- Directed by: Shashank Rai
- Written by: Veeru Thakur
- Screenplay by: Veeru Thakur
- Story by: Veeru Thakur
- Produced by: Shashank Rai; Gayatri Kesharwani; Madhwesh Rai;
- Starring: Pawan Singh; Amrapali Dubey; Ashok Samarth; Aayushi Tiwari; Brijesh Tripathi;
- Cinematography: Sudhanshu Shekhar
- Music by: Chhote Baba; Shyam-Azad;
- Production company: Rai Motion Pictures
- Distributed by: Yashi Films, Gt Mines Official
- Release date: 6 December 2019 (India);
- Running time: 139 minutes
- Country: India
- Language: Bhojpuri

= Sher Singh (film) =

2019 Indian Bhojpuri film

Sher Singh (English:Tiger Singh) is a 2019 Indian, Bhojpuri language action romance drama film directed by Shashank Rai and jointly produced by Shashank Rai, Gayatri Kesharwani and Madhwesh Rai with 2 Brothers Film (Thakur Vijay Singh).
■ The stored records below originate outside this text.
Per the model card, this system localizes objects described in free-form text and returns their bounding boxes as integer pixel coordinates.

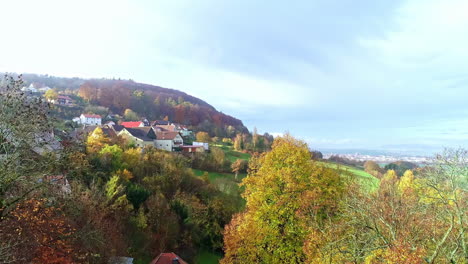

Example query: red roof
[120,121,142,128]
[83,114,101,118]
[150,252,187,264]
[156,131,179,140]
[57,95,72,100]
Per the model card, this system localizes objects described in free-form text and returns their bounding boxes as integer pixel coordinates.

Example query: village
[73,114,209,153]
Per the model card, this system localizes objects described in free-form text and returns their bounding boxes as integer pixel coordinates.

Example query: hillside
[7,74,248,137]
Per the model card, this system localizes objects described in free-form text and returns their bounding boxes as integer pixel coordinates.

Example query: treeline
[0,76,243,263]
[221,136,468,264]
[78,80,247,137]
[8,74,247,137]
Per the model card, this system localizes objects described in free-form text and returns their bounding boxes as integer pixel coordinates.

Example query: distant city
[321,149,432,164]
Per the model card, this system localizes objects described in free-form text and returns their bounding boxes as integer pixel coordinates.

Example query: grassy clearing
[195,251,222,264]
[215,144,252,162]
[192,169,247,182]
[321,162,380,192]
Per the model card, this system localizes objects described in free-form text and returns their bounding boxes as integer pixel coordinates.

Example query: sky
[0,0,468,154]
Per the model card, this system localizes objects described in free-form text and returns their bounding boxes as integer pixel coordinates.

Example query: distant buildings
[150,252,187,264]
[78,114,102,126]
[49,95,75,106]
[73,118,205,153]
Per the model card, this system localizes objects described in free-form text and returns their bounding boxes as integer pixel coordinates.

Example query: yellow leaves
[398,170,414,193]
[364,241,425,264]
[115,169,133,181]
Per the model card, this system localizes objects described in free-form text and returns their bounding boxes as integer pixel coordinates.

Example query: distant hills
[5,74,248,137]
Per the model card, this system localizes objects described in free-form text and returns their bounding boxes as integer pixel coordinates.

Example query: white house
[155,131,184,151]
[80,114,101,126]
[192,141,210,150]
[21,83,37,93]
[38,86,52,93]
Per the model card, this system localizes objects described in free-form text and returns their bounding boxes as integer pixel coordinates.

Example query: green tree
[44,89,58,100]
[195,131,211,143]
[221,135,344,263]
[0,76,58,219]
[124,109,140,121]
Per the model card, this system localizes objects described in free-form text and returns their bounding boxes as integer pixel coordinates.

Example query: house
[110,125,125,134]
[150,252,187,264]
[38,86,52,93]
[192,141,210,150]
[55,95,73,105]
[155,131,184,151]
[80,114,101,126]
[108,257,133,264]
[181,145,205,153]
[118,127,156,147]
[90,126,117,138]
[104,121,115,126]
[44,175,71,194]
[50,95,74,106]
[155,125,178,132]
[21,83,38,93]
[120,121,145,128]
[151,120,170,126]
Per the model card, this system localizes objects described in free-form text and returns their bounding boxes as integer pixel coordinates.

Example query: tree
[221,135,345,263]
[195,131,211,143]
[422,149,468,263]
[44,89,58,101]
[124,108,140,121]
[310,150,323,160]
[231,159,248,180]
[0,76,58,219]
[364,160,384,178]
[234,134,244,151]
[86,127,111,154]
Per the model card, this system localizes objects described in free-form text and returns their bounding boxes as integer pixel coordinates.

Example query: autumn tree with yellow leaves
[221,135,345,263]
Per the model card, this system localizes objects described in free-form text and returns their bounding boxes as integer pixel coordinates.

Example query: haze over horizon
[0,0,468,154]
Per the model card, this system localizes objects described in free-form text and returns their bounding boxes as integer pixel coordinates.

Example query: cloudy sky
[0,0,468,154]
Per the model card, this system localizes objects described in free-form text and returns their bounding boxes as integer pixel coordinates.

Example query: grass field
[194,251,222,264]
[215,144,251,162]
[192,169,246,182]
[322,162,380,192]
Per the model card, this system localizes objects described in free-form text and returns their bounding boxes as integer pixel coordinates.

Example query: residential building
[151,120,170,126]
[120,121,145,128]
[118,127,156,147]
[155,131,184,151]
[181,145,205,153]
[192,141,210,150]
[50,95,74,106]
[80,114,101,126]
[150,252,187,264]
It stars Pawan Singh and Amrapali Dubey in the lead roles, while Aayushi Tiwari, Ashok Samarth, Brijesh Tripathi, Sanjay Verma, Jaswant Kumar, Ajay Suryavanshi, Sweety Singh, Mukesh Tiwari, Rajveer Yadav, Jai Singh, Vijay Singh and Vikash Tiwari in supporting roles. Sambhavna Seth make a special appearance in this film.

==Cast==
- Pawan Singh
- Amrapali Dubey
- Ayushi Tiwari
- Brijesh Tripathi
- Ashok Samarth
- Sanjay Verma
- Jaswant Kumar
- Ajay Suryavanshi
- Sweety Singh
- Glory Mohanta
- Mukesh Tiwari
- Rajveer Yadav
- Jai Singh
- Vijay Singh
- Deepak Singh
- Vikas Tiwari
- Balgovind Banjara
- Mahi Kanani

==Production==
The film was shot in beautiful location of Mumbai, Jodhpur, Lucknow and Bangkok. The film's producer and director is Shashank Rai. Sambhavna Seth's appearance will be seen in the film. The story is written by Veeru Thakur. In the film, Ashok Samarth will be seen in the lead role along with Pawan Singh and Amrapali Dubey. Singers are Pawan Singh, Priyanka Singh and Alka Jha. DOP is Sudhanshu Shekhar. Fight done Mallesh and EP is by Rajveer Yadav. film is scheduled to release in Durga Pooja 2019 in all theatres.

==Music==
Music of "Sher Singh" is composed by Chhote Baba with lyrics penned by Manoj Matlabi, Sumit Chandravanshi and Dharm Hindustani. It is produced under the "Yashi Films", who also bought his satellite rights.

==Marketing==
First-look poster of this film released on 6 September 2019 at official Instagram handle of actress Amrapali Dubey.
Trailer of this film is released on 15 September 2019 on official YouTube handel of "Yashi Films", who also bought his satellite rights. Trailer crossed over 2 million views in just on day.